The pathologist gave it a quick glance and shook his head.
“It’s impossible to say. I may have. But then again …”
I looked around at the white forms. The walls wanted to close in and I felt perspiration on my arms and back.
“Are all the bodies accounted for?” I asked.
“Well”—the little man shrugged—“there are always some it’s impossible to identify, and a few we never find. Some probably still in the swamp. And the sheer trauma confuses things.” He made a sour face and I noticed he had a twitch. “There are stray arms and legs, torsos. Not pleasant at all. Some of it’s guesswork. There’s room for mistakes. Suppose you get the wrong arm with a torso?”
We murmured appreciation of his difficulty.
“That’s right.” He warmed to the subject. “No easy answers. Oh, we do blood tests and the like, take fingerprints, but there’s always the chance of a screw-up. You may’ve read last month about the woman the funeral parlor took out of the rest home. They got her on the slab and found out she wasn’t dead. It was her roommate they were supposed to take. Incredible, you say, but these things happen more often than you’d think. And in this case it’s worse. Any explosion that rips up bodies makes a mess. Not enough body parts, too many body parts. You name it. We have that problem here. We …”
“In other words,” I interrupted. “There’s no way to really know she’s dead.”
“Technically? Not at this point. Maybe before too long, but we’re still sorting them out. Where there’s fire, of course, it sometimes becomes almost impossible for even a dentist. Now if this friend of yours h
ad a dentist you could put us in touch with …”
“I’ve already checked that,” Mancuso said quietly. “So far we’ve struck out.”
“Well, then,” the doctor said primly, “it’ll take longer. But we’ll find out eventually. The odds are overwhelming. Look”—he moved toward one of the lockers that lined the wall—“we found a hand, a man’s left hand.
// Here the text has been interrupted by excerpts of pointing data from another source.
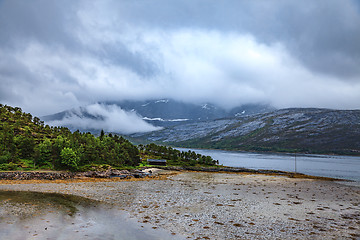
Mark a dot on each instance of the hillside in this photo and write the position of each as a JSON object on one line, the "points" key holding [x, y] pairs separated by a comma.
{"points": [[26, 143], [289, 130], [165, 112]]}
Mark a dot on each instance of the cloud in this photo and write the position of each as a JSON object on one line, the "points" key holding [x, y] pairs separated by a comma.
{"points": [[56, 56], [109, 118]]}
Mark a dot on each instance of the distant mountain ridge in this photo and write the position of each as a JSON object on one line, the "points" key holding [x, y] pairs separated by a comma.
{"points": [[167, 112], [307, 130]]}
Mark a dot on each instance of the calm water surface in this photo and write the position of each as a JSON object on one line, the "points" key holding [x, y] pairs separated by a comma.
{"points": [[345, 167]]}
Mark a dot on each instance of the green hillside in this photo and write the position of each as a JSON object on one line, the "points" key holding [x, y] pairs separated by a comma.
{"points": [[26, 143]]}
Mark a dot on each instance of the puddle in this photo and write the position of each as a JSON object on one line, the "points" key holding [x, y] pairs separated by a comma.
{"points": [[31, 215]]}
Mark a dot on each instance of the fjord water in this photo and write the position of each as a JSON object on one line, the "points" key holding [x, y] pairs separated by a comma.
{"points": [[344, 167]]}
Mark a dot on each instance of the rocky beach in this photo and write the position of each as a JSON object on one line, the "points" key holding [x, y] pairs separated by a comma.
{"points": [[204, 205]]}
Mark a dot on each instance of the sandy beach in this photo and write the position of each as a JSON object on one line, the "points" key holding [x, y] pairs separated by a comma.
{"points": [[200, 205]]}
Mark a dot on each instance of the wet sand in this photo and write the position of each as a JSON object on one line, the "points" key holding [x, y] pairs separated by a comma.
{"points": [[202, 205]]}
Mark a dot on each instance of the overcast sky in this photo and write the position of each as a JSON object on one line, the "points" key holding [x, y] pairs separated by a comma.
{"points": [[55, 55]]}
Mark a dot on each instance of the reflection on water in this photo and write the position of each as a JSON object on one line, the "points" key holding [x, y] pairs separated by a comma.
{"points": [[30, 215], [346, 167]]}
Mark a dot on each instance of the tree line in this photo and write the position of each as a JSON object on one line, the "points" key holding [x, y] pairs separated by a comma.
{"points": [[26, 142]]}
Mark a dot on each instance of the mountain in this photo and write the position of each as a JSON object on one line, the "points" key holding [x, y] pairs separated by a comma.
{"points": [[166, 112], [303, 130]]}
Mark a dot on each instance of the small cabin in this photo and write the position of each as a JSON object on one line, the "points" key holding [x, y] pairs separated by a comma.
{"points": [[159, 162]]}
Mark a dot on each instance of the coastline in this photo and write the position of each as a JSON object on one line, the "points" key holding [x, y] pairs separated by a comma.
{"points": [[226, 205]]}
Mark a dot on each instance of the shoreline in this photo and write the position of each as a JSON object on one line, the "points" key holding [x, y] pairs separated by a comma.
{"points": [[116, 175], [212, 205]]}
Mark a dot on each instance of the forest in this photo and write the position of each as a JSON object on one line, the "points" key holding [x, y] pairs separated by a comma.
{"points": [[27, 143]]}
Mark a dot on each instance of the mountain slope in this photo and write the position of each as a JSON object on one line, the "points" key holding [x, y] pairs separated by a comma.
{"points": [[303, 130]]}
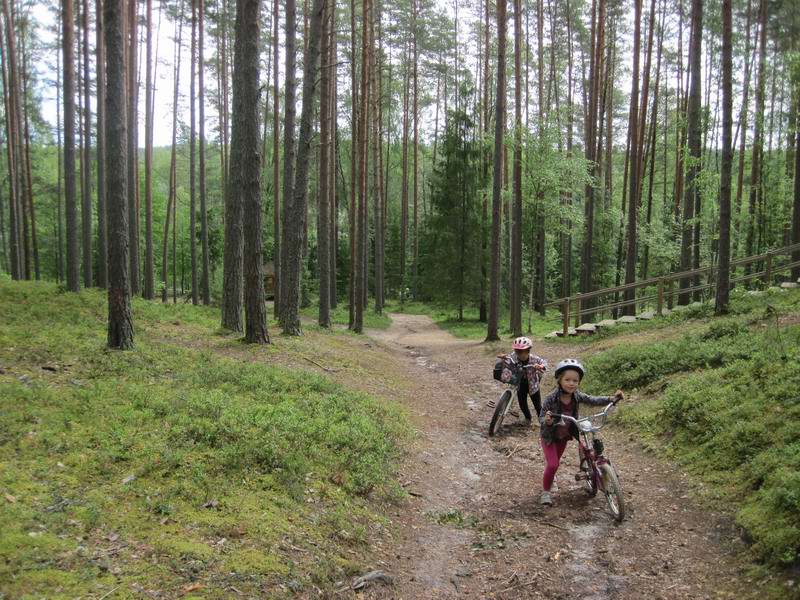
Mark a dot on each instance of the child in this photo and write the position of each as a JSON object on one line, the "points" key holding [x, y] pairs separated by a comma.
{"points": [[523, 369], [564, 400]]}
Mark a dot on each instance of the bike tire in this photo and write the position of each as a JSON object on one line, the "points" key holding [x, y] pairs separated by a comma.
{"points": [[590, 484], [499, 412], [613, 491]]}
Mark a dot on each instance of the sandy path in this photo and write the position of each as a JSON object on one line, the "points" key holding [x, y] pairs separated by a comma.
{"points": [[474, 528]]}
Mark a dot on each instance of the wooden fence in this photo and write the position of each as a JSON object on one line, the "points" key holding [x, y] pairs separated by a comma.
{"points": [[663, 289]]}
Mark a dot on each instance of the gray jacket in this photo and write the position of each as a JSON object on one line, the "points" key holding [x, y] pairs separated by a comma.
{"points": [[553, 403]]}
Waterlogged. That makes it hard to get the fingerprints.” He started to pull out the locker, then thought better of it and reached for another, underneath. “Or even worse, how about a foot? Not much to work with. The disaster crew almost didn’t even recognize it, floating on the surface. But with photographs, blood types, I’ll bet you fifty to one we place it.”
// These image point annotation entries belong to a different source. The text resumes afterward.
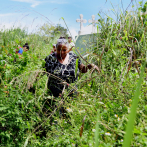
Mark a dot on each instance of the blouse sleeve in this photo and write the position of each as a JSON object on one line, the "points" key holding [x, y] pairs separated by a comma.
{"points": [[48, 63]]}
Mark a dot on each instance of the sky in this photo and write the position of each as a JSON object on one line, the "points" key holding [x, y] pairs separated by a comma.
{"points": [[32, 14]]}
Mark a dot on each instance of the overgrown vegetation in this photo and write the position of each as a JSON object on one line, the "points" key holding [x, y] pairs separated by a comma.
{"points": [[99, 114]]}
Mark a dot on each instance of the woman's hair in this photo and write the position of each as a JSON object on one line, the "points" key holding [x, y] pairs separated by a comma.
{"points": [[26, 45], [62, 42]]}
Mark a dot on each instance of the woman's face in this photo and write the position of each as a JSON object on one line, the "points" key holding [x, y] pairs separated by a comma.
{"points": [[62, 51]]}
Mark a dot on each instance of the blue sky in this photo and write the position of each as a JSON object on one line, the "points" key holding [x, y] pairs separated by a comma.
{"points": [[34, 13]]}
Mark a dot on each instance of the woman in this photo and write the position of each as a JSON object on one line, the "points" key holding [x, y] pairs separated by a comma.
{"points": [[62, 64], [54, 49]]}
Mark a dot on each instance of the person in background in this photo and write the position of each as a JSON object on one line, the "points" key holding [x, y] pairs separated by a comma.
{"points": [[54, 49], [71, 44], [24, 49]]}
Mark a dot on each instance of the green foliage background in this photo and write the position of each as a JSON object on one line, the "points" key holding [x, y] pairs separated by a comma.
{"points": [[104, 99]]}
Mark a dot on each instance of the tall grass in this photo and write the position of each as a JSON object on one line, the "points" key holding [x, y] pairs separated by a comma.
{"points": [[105, 98]]}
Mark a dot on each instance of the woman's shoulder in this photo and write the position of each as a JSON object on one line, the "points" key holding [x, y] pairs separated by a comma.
{"points": [[50, 57]]}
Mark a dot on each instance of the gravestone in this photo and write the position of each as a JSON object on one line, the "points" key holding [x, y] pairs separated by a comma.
{"points": [[81, 20], [86, 42]]}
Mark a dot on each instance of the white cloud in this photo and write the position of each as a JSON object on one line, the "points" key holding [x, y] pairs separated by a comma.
{"points": [[59, 2], [33, 3], [73, 33]]}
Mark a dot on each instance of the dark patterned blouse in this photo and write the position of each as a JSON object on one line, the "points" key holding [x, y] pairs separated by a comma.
{"points": [[67, 72]]}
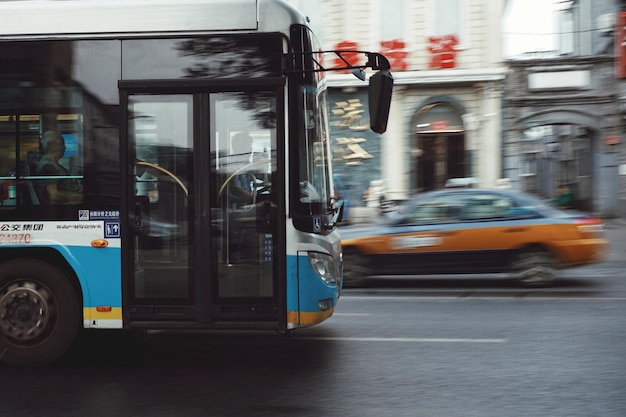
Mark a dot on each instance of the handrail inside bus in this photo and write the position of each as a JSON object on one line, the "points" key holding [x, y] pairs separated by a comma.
{"points": [[166, 172]]}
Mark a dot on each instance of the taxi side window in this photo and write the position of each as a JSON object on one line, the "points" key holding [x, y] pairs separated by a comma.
{"points": [[440, 209], [487, 207]]}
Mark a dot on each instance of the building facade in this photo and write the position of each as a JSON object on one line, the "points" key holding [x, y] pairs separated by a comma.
{"points": [[446, 112], [564, 112]]}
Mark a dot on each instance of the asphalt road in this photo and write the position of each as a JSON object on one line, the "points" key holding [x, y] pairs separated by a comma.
{"points": [[401, 348], [386, 352]]}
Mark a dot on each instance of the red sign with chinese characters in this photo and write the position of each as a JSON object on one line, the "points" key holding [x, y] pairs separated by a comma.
{"points": [[440, 125], [394, 51], [352, 58], [444, 49]]}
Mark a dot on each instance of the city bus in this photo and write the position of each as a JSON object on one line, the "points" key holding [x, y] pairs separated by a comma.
{"points": [[165, 165]]}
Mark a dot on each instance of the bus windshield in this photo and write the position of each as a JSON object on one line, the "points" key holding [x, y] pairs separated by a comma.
{"points": [[315, 165]]}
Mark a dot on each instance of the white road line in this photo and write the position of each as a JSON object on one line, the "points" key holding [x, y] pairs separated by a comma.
{"points": [[417, 297], [352, 314], [405, 339]]}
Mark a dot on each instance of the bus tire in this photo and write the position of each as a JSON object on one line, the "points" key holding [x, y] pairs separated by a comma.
{"points": [[39, 313]]}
“That’s okay,” Mancuso said, putting a hand on the other’s arm before he could open the locker. “We’ll take your word for it.”
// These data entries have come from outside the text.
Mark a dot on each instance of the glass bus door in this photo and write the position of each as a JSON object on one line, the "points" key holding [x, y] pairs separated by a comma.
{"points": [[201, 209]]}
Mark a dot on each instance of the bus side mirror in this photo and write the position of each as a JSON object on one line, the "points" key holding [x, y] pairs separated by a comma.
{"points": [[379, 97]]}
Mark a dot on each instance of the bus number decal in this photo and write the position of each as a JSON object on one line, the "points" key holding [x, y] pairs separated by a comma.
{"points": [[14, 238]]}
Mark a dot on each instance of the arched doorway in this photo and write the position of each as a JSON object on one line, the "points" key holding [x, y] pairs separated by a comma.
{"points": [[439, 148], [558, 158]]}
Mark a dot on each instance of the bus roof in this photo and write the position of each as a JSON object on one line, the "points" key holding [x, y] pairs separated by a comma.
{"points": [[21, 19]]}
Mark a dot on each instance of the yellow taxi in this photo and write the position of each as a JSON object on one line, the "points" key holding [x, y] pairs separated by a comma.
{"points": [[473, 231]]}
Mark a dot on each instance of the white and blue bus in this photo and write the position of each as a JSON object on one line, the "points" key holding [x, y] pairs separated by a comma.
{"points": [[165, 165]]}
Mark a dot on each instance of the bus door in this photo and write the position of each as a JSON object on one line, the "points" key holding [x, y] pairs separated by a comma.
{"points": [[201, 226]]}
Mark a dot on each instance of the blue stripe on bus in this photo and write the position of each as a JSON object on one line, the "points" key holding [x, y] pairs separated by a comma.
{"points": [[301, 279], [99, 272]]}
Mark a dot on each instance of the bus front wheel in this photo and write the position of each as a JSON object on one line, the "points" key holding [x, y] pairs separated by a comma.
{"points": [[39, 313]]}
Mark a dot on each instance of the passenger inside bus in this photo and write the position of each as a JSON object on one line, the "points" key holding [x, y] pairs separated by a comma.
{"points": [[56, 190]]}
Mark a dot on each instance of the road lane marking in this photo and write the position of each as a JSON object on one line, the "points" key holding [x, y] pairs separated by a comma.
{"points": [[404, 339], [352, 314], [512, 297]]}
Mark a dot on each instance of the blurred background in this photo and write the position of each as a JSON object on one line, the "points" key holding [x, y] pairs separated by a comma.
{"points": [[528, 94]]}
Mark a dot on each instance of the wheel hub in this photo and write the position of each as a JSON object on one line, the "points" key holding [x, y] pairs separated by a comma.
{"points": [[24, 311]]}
“Whatever. But you see the point I’m making: Something like an ear or an arm, even a head, the real problem is finding it. After that, we can generally place it, if there isn’t complete incineration.” He smiled lopsidedly. “But if there was incineration, then nobody would’ve found it, would they?”
We couldn’t argue with that.
“So do you want to look at some of the remains?” he asked, completely enthusiastic now. “If you don’t find the lady here, she might be at one of the other hospitals. But I’d better warn you: If that hurricane hits, it’s going to slow us down considerably. Not”—he shrugged—“that we’d ever have another disaster like Galveston, at the turn of the century. But even thirty or forty extra bodies …”
“Right,” I said, turning away. “Well, if you turn up anything unusual, I’d appreciate a call.” I handed him my card and he thrust it into a pocket of his lab coat without looking at it.
“Sure,” he said, walking back out with us, through the swinging doors. “I know what you’re feeling. Everybody wants to think their loved one isn’t here. But if she got on that plane, she’s here.” He twitched again. “We’ll find her sooner or later.”